A few months ago, I blogged about how I got started developing apps and the journey of going from hobby project to a real side-income. Vic Hudson and I subsequently explored that topic in-depth on App Story Podcast.

Over the years as my app sales income has grown, the time spent at my day job has increasingly felt like a missed opportunity. So last month, I (finally) decided to take the plunge and quit my day job to focus on building and selling my own apps full-time. The transition over the past few weeks has been interesting.

There’s no doubt that I can support my app business much better now that I’m entirely focused on it. I have a lot more time to work on cool features, fix bugs, or even build entirely new apps. I have the freedom to work on what I want, when I want, for as long as I want. But, along with those freedoms come some real trade-offs. Probably chief among them for me is the notion of financial security.

What happens if it all ends tomorrow?

From this side of the fence, working for someone else feels like a much easier arrangement. I show up each day, put in a good effort, and always get paid the same. As long as I can keep doing that, I have stable, dependable income to pay my bills and support my family with. Things can feel pretty different as an indie app developer as no two days selling software directly to users is the same.

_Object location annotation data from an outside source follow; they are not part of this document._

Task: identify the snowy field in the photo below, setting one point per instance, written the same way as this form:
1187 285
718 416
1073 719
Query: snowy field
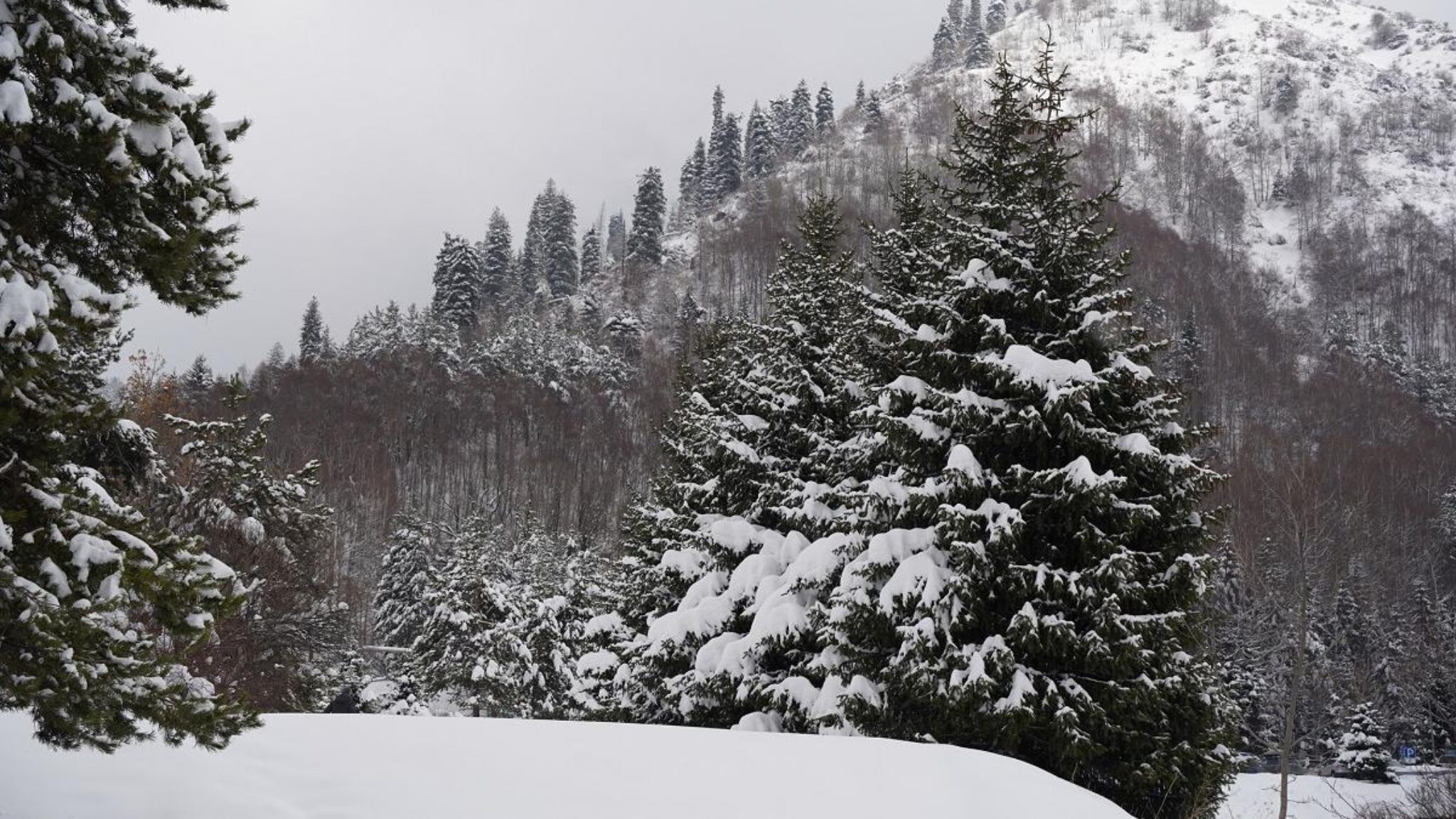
336 767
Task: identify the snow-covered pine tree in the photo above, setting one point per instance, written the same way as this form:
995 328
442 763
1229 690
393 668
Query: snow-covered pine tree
291 628
458 282
497 282
753 454
1361 746
801 124
618 238
956 12
402 594
311 336
825 111
560 233
874 115
648 219
690 181
759 151
115 181
725 161
946 50
471 646
590 255
995 16
1036 540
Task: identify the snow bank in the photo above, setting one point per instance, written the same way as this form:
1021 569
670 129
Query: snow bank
404 767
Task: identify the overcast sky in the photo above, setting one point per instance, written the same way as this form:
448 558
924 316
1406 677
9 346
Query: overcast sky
378 126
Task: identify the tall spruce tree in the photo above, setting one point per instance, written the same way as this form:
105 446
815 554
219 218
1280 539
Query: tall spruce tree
995 16
1034 515
946 48
690 181
592 255
825 111
458 282
750 452
497 282
648 219
311 337
759 152
111 186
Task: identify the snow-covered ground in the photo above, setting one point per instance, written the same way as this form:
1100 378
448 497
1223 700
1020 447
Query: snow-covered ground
344 767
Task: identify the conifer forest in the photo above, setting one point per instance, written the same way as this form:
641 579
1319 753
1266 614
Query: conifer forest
1069 419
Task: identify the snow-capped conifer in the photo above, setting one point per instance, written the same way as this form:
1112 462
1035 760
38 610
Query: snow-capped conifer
1361 746
401 596
648 219
115 183
497 282
1034 525
311 337
825 109
590 255
946 48
458 282
759 152
995 16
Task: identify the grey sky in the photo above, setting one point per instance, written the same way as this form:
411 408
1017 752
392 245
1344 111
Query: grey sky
378 126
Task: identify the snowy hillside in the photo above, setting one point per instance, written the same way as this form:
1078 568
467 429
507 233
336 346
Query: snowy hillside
398 767
1275 86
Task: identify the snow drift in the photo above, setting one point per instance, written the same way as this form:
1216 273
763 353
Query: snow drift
378 767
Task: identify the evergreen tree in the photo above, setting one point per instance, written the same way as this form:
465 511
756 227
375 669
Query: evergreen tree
725 161
874 117
944 53
690 181
592 255
801 124
749 456
995 16
497 254
197 381
458 282
1036 537
401 596
825 111
279 648
648 219
618 238
311 338
1361 748
98 602
759 152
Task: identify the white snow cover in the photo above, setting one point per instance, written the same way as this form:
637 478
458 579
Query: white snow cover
395 767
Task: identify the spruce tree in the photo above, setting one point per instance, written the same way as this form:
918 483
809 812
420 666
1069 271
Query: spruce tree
458 282
825 111
311 338
801 124
690 181
497 252
750 454
648 219
618 238
759 152
402 594
944 53
560 233
111 187
590 255
995 16
1036 537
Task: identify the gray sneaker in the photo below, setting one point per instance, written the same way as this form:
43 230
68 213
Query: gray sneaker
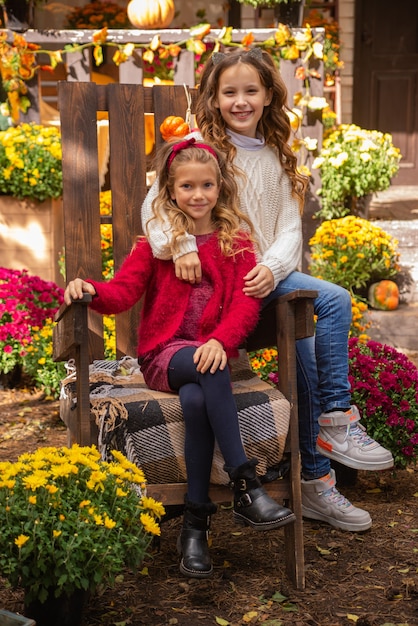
342 438
322 501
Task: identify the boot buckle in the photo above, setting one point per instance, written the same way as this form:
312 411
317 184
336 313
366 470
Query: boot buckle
245 499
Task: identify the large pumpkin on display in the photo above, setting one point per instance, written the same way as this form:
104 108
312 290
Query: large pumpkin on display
151 14
384 295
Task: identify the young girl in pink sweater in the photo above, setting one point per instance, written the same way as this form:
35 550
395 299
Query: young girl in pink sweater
188 331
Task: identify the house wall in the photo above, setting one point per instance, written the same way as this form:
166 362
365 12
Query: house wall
346 23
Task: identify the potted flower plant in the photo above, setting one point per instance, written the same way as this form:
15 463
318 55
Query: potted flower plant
30 162
353 164
384 386
27 305
70 523
354 253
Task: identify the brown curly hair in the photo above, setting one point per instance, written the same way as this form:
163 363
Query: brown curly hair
226 216
274 124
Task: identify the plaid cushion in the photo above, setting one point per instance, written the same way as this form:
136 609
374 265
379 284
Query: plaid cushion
148 427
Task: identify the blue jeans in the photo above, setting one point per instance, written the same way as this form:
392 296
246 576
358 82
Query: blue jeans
322 364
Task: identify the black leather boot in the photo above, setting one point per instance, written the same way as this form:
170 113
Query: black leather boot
252 505
192 543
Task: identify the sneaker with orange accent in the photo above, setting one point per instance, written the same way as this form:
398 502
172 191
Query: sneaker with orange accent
342 438
322 501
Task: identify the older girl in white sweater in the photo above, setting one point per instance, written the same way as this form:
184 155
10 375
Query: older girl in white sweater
242 110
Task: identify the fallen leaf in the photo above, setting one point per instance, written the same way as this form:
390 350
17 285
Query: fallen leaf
278 597
249 616
367 568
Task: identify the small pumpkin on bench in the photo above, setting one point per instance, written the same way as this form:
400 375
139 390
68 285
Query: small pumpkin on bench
384 295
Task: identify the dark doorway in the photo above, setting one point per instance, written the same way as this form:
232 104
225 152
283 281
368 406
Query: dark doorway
385 94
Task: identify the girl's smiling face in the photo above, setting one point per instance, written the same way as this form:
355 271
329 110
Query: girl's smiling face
196 191
241 98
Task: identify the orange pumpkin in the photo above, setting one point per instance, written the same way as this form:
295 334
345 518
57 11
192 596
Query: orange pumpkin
151 14
384 295
174 127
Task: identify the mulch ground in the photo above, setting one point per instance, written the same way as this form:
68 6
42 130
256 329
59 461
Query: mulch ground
368 579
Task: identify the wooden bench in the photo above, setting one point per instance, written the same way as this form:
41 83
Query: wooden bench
79 331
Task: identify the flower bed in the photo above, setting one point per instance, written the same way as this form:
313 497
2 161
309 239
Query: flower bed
30 162
353 162
384 386
27 306
354 253
70 521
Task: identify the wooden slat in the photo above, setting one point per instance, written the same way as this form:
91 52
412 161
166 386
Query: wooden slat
81 191
128 168
173 493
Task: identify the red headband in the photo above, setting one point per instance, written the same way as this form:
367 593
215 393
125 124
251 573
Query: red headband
188 143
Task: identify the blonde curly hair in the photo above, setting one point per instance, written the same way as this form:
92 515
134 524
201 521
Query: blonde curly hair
227 219
274 124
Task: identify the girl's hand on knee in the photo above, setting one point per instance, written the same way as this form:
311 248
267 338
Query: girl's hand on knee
188 268
210 356
259 282
76 288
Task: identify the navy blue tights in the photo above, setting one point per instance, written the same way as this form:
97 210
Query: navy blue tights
210 414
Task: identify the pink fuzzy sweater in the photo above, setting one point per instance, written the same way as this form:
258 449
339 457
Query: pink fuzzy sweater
228 317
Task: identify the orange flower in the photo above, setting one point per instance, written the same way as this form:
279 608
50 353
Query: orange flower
247 39
100 36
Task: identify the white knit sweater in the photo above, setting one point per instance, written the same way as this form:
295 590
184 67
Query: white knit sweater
266 198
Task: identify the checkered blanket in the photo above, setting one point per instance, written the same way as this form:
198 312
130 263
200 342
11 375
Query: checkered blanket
148 427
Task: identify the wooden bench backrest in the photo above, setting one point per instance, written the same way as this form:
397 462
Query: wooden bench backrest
126 106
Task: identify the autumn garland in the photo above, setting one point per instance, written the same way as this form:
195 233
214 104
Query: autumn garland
18 58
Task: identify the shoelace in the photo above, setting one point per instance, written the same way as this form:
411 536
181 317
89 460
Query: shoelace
359 434
336 497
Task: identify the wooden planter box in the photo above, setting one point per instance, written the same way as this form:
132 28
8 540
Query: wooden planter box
31 236
13 619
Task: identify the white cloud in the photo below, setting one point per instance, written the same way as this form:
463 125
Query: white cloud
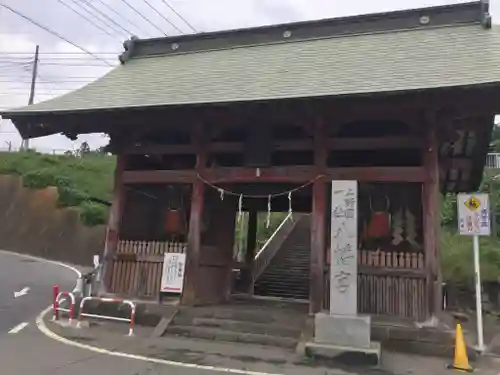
17 35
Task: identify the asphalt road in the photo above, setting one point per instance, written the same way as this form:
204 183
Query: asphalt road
18 273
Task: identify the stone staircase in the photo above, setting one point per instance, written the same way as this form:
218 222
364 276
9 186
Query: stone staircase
287 275
269 323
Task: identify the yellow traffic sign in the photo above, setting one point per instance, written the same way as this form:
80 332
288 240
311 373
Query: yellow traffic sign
472 203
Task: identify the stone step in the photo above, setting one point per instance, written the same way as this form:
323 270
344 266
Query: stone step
303 288
248 327
268 316
230 336
281 294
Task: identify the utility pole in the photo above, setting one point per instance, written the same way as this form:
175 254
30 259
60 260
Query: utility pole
26 142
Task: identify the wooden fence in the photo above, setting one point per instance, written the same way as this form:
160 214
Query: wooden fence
389 283
137 267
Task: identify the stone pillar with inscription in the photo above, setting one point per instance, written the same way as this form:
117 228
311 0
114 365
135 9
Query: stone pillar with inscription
342 330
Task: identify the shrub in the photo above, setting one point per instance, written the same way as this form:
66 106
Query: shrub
92 214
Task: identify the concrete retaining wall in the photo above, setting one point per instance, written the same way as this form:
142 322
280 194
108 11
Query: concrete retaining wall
31 223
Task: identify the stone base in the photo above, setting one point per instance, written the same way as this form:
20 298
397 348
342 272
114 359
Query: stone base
343 330
346 355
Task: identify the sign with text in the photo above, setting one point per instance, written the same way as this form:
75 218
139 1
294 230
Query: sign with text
473 214
172 278
344 248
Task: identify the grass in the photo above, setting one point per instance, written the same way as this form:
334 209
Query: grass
457 258
78 179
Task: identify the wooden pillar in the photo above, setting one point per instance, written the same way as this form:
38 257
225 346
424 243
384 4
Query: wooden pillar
189 293
250 250
190 289
316 278
431 223
112 230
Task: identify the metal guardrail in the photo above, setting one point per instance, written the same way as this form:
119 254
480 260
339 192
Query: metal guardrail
493 160
267 252
56 305
130 320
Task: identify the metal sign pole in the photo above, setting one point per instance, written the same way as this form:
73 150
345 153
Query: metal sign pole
474 220
479 307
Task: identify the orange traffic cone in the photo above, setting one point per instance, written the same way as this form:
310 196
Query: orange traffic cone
460 360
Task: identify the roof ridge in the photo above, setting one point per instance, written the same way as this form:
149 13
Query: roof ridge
471 12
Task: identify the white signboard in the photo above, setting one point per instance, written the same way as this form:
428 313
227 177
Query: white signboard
172 278
473 214
344 248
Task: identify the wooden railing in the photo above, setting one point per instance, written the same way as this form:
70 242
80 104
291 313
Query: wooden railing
367 258
137 267
389 283
272 245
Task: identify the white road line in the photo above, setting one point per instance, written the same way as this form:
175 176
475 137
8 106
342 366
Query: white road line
18 328
47 332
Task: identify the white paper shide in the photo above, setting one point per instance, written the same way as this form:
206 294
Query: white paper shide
343 248
172 278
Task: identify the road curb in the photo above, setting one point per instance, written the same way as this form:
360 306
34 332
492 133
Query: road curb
47 332
42 327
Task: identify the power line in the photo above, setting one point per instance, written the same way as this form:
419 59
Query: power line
122 17
86 18
90 5
140 14
162 16
52 32
178 15
55 53
81 64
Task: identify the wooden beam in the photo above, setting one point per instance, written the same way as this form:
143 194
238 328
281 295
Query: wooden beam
430 204
159 176
112 230
318 218
455 163
294 174
318 247
250 251
334 144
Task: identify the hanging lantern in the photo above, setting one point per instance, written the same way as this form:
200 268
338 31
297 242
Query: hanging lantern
175 222
379 225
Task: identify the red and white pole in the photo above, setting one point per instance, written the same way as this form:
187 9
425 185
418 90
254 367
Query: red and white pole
55 291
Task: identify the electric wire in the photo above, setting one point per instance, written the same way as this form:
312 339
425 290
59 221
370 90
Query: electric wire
87 19
90 5
179 15
143 17
162 16
127 20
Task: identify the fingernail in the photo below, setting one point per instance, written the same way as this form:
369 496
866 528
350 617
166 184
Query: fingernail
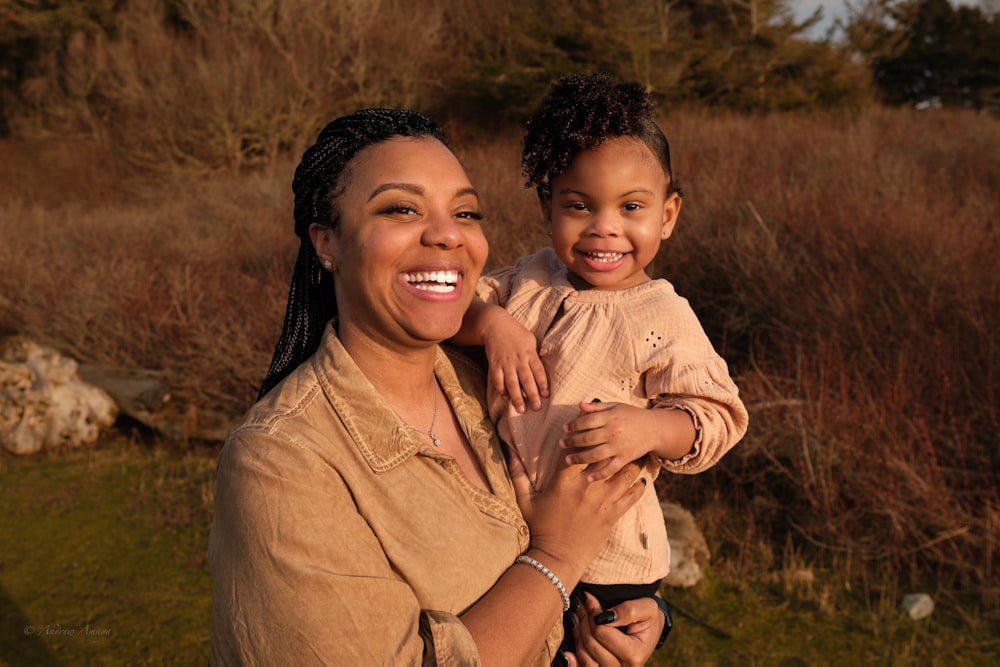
606 617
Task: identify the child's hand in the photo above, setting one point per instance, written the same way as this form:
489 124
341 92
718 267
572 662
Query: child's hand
608 436
515 370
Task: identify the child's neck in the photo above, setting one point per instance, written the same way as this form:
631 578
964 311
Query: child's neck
582 285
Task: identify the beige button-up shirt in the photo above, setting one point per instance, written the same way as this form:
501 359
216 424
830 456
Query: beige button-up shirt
341 537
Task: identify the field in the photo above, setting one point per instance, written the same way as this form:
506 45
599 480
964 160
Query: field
845 266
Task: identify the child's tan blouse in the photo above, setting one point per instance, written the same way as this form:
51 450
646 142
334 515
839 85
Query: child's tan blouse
642 346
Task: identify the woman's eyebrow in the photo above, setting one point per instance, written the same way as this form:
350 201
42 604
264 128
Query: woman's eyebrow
417 190
408 187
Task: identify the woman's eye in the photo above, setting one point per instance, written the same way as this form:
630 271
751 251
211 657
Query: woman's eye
398 209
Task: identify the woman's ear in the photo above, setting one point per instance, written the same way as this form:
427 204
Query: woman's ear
671 209
325 243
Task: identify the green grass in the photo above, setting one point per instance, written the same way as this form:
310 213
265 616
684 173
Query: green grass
112 541
103 557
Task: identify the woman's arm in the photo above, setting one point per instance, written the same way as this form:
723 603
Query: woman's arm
570 521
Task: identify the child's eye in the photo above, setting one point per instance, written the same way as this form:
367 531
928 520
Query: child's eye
474 216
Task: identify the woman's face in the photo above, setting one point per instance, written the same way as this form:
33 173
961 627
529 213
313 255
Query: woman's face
409 249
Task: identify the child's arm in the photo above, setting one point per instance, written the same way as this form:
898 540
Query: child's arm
511 350
611 435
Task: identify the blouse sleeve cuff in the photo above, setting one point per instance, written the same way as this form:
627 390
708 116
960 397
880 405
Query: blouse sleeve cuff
446 640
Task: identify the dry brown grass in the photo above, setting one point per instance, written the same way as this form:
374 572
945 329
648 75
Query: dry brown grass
844 266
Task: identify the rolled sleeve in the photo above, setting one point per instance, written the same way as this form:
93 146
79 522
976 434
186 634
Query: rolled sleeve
708 394
299 576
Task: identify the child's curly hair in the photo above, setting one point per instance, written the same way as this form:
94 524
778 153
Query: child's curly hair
582 111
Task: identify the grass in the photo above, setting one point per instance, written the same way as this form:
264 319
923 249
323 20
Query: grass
103 563
103 557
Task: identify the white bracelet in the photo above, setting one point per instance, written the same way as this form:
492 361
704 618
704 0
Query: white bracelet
549 574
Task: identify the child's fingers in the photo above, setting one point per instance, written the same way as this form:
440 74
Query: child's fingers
512 390
540 377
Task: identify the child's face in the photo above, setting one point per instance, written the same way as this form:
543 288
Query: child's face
608 213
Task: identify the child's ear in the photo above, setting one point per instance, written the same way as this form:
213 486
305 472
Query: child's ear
545 203
671 209
325 244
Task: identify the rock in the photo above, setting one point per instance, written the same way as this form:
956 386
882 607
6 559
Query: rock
918 605
688 549
43 401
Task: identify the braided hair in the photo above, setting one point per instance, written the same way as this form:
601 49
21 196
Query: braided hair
582 111
320 179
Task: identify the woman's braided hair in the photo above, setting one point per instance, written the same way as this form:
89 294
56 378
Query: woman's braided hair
582 111
320 179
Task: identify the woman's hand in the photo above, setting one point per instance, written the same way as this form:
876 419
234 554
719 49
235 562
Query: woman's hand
571 517
607 644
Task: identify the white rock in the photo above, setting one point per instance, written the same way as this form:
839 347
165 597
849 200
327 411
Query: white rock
918 605
688 549
44 403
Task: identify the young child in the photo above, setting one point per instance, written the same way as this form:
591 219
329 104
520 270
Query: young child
631 371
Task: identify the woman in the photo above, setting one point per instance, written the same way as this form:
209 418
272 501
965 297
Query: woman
364 513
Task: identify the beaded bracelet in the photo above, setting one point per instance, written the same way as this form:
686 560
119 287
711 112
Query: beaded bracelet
528 560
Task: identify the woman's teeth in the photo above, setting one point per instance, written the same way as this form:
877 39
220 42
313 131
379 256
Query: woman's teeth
433 281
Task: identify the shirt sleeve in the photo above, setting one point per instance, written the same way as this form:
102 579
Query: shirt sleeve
688 374
300 578
707 393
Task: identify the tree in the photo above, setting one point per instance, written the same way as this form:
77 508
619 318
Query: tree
930 52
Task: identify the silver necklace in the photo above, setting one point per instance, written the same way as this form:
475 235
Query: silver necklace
430 432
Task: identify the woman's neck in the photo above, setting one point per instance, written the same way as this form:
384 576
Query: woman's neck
402 376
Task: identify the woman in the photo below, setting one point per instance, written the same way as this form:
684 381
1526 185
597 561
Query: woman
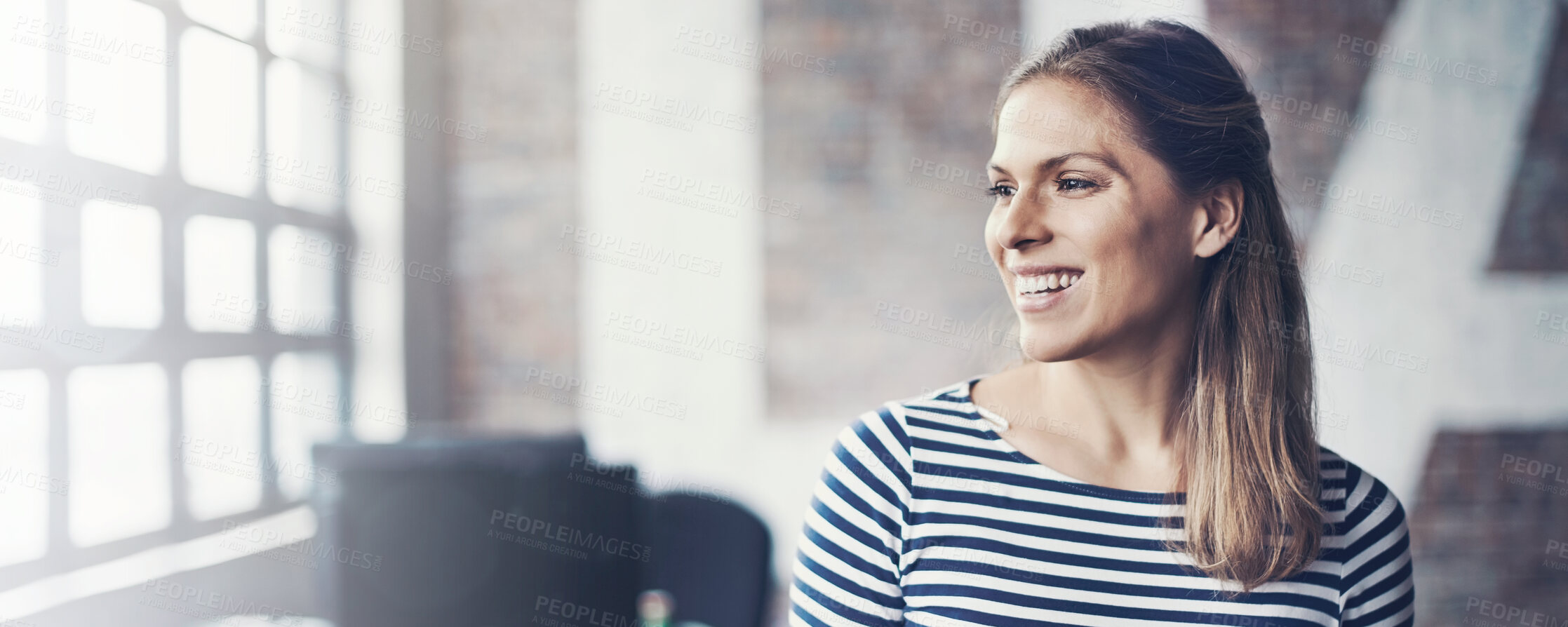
1153 459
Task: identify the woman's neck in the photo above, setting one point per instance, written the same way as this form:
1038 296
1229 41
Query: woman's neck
1126 397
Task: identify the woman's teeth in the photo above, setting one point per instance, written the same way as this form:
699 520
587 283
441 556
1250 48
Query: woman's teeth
1046 283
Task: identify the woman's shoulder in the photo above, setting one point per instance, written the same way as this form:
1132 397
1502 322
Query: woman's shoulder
1357 502
942 408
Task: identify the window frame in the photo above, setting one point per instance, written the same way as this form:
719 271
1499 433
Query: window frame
173 344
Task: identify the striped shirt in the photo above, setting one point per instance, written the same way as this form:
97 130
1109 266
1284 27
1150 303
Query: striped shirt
924 516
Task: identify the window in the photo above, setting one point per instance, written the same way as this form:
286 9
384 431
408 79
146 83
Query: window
175 321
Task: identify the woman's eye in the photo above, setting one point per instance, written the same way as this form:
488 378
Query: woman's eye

Before going full-time indie, I spent some time defining what success meant to me and finding better metrics that provide a more accurate perspective on my business. There are two major indicators I’m looking for when considering various metrics:

  1. Income. Am I succeeding as an indie app developer? For me, this means I’m not giving up too much income vs. having a normal day job. Ideally I’m doing better.
  2. Growth. Am I doing the right things in terms of features, support, marketing, and promotion? When I’m doing those things well, revenue is not shrinking. Ideally it should be growing.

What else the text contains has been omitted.